豊かな想像力や超絶技巧が結実した作品に出会える充実の2日間 『デザインフェスタ vol.54』レポート
会場看板
2021年11月13日(土)、14日(日)の2日間、東京ビッグサイトにて『デザインフェスタvol.54』が開催された。1994年に開始し、プロ・アマチュアを問わず「自由に表現できる場」を提供するデザインフェスタは、ライブペインティングなどのさまざまなパフォーマンスを鑑賞しながら、アーティストから直接作品を購入することができるアートイベントだ。以下、『デザインフェスタvol.54』の魅力的なブースやイベントを紹介しよう。
勢いのあるライブペインティング
見ているだけで元気になれる絵を堪能
カラフルな色彩と人物の真摯な眼差しが印象的なライブペイントは、イシヤマナツ氏の手によるもの。「はじめに」をテーマにした本作。モチーフの人物は手話で「まず」「はじめに」といったジェスチャーをしているそうだ。イシヤマ氏によれば、2021年はコロナウイルスの影響でさまざまなことが停滞した年だったが、これからは新しい時代の始まりを期待できると思い、初心にかえってこのテーマにしたとのこと。イシヤマ氏のブースは一階のイベントスペースの横にあり、入場して最初に目につく場所に位置する。「はじめに」という主題と明るいペイントの雰囲気が、この場所にぴったりマッチする作品だった。
イシヤマナツ氏のブース
イシヤマナツ氏
個性的な作品を見ることができるのもデザインフェスタの魅力。江戸川南斎氏のライブペイントはモノクロで力強く、骨太なかっこよさがある。墨絵で和風のイラストを描いている江戸川氏は日本史を愛好しており、武将の中では特に上杉謙信が好きだとのこと。ライブペイントは3時間ほどで描き上げたそうで、確かな技量を感じさせる。
江戸川南斎氏
江戸川南斎氏のブース
異質なものの取り合わせや、意外なジャンルからの展開
背景をもっと知りたくなる作品
「アトリエ土窯日和」のブースでは、ジグソーパズルが組み合わさったような陶芸品が目につく。こちらはパズルと同じ形に加工した粘土を一つずつ繋ぎ合わせて作成しているそうだ。作家の松井真治氏は、違う素材を組み合わせて作品にし、一つの器の中でいろいろな表情を持たせたいと考えたという。その結果、土の色や質感の組み合わせが分かりやすく、見た目もユニークなパズルの器が誕生した。
「アトリエ土窯日和」のブース
「アトリエ土窯日和」の松井真治氏
赤いティーポットが目印の「しあわせの珈琲・紅茶 TEE HAUS MOZART」では、こだわりの西欧茶を販売している。茶葉は全てEUで高度なBIO認証を得た最高品質のもので、味も絶品であることはもちろん、茶さじ一杯の茶葉でお茶がたくさん煎れられることから、コストパフォーマンスにも優れているそうだ。

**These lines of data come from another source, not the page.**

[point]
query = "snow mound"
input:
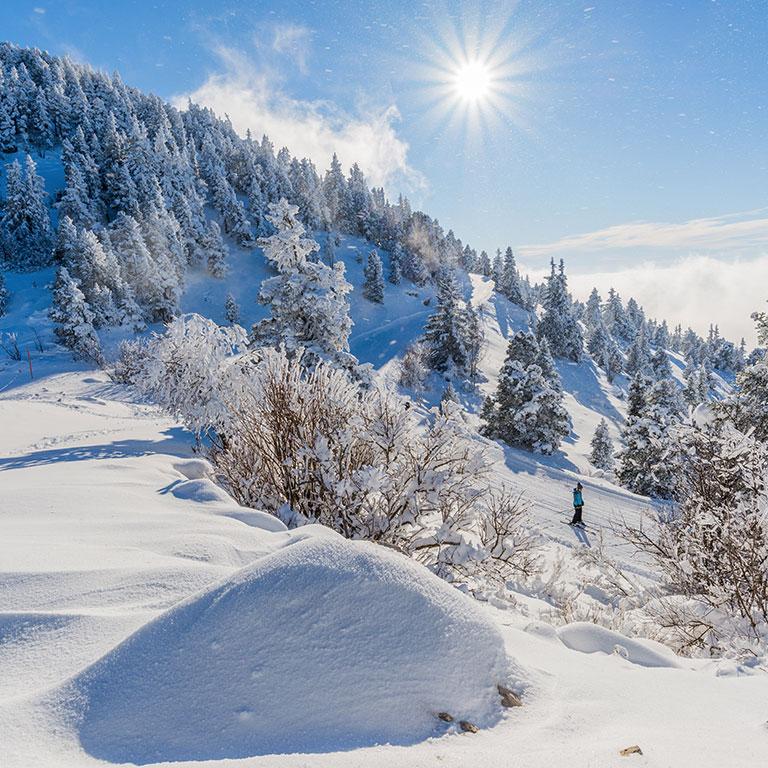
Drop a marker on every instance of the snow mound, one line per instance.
(219, 502)
(323, 645)
(590, 638)
(194, 469)
(201, 490)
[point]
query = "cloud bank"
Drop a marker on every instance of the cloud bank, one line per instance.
(736, 232)
(693, 291)
(254, 100)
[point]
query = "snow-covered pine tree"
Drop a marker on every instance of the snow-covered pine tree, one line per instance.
(474, 339)
(747, 407)
(660, 365)
(526, 410)
(413, 371)
(661, 338)
(484, 264)
(696, 384)
(414, 268)
(593, 314)
(395, 274)
(510, 279)
(73, 319)
(602, 447)
(373, 286)
(616, 319)
(604, 351)
(215, 250)
(307, 300)
(558, 324)
(444, 335)
(449, 394)
(647, 461)
(497, 270)
(231, 310)
(5, 295)
(25, 228)
(639, 354)
(635, 314)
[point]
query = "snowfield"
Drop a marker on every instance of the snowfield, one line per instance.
(146, 618)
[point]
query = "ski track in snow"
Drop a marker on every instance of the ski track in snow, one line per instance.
(102, 530)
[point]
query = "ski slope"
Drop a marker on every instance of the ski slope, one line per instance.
(113, 536)
(108, 523)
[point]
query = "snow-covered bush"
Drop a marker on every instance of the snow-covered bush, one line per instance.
(413, 369)
(713, 549)
(185, 369)
(310, 444)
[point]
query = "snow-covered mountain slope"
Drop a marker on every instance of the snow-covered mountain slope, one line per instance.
(107, 521)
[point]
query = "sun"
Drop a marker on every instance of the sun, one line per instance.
(475, 76)
(473, 81)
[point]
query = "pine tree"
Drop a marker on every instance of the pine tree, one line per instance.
(526, 410)
(449, 394)
(413, 371)
(231, 310)
(395, 269)
(604, 351)
(74, 319)
(696, 387)
(602, 447)
(215, 250)
(660, 365)
(307, 300)
(646, 461)
(497, 270)
(593, 315)
(444, 334)
(5, 295)
(484, 264)
(25, 229)
(558, 324)
(639, 355)
(474, 339)
(616, 319)
(510, 279)
(373, 287)
(661, 338)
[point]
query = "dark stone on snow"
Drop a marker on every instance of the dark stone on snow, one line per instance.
(508, 697)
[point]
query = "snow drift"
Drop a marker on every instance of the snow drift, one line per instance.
(323, 645)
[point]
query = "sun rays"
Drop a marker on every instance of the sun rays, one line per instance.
(474, 76)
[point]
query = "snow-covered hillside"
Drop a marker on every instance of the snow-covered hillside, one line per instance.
(107, 522)
(148, 618)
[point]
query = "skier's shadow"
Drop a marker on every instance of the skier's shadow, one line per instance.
(581, 535)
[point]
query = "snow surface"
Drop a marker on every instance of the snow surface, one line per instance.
(321, 646)
(95, 546)
(119, 558)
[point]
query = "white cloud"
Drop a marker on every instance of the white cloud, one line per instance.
(694, 291)
(292, 40)
(744, 232)
(315, 129)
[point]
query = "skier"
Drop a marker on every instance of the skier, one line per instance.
(578, 505)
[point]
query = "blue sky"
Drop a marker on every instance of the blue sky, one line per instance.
(631, 133)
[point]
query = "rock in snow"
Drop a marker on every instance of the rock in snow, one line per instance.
(323, 645)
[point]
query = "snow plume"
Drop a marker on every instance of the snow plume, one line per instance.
(253, 99)
(694, 291)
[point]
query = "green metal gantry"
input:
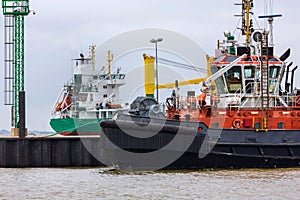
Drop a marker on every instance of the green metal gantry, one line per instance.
(16, 9)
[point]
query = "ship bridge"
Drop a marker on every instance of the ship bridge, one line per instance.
(244, 78)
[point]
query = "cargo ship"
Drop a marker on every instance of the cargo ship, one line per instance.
(89, 97)
(246, 116)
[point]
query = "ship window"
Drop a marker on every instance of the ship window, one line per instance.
(103, 114)
(249, 71)
(220, 85)
(122, 76)
(102, 77)
(214, 68)
(233, 79)
(273, 59)
(230, 58)
(274, 71)
(78, 79)
(219, 59)
(82, 97)
(272, 85)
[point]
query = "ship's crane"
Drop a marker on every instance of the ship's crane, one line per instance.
(14, 12)
(149, 73)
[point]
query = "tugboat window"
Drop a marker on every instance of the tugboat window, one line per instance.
(274, 71)
(233, 79)
(249, 71)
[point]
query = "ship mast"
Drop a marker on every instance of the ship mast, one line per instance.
(247, 23)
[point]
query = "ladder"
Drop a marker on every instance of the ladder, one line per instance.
(9, 59)
(265, 98)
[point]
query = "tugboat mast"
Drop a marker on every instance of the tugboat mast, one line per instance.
(247, 23)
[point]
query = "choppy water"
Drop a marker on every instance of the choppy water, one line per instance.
(102, 183)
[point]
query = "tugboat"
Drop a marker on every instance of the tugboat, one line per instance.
(245, 117)
(91, 96)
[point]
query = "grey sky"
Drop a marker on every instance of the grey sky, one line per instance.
(62, 29)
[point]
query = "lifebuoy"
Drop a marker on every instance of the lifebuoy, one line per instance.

「しあわせの珈琲・紅茶 TEE HAUS MOZART」のブース
「しあわせの珈琲・紅茶 TEE HAUS MOZART」という名の由来は、紅茶史を研究しているオーナーがモーツァルトやショパンが好きで、自身もピアノを弾くからなのだそう。また、販売スタッフの方々は、もともとこの店の紅茶に惚れ込んだお客さんだったそうである。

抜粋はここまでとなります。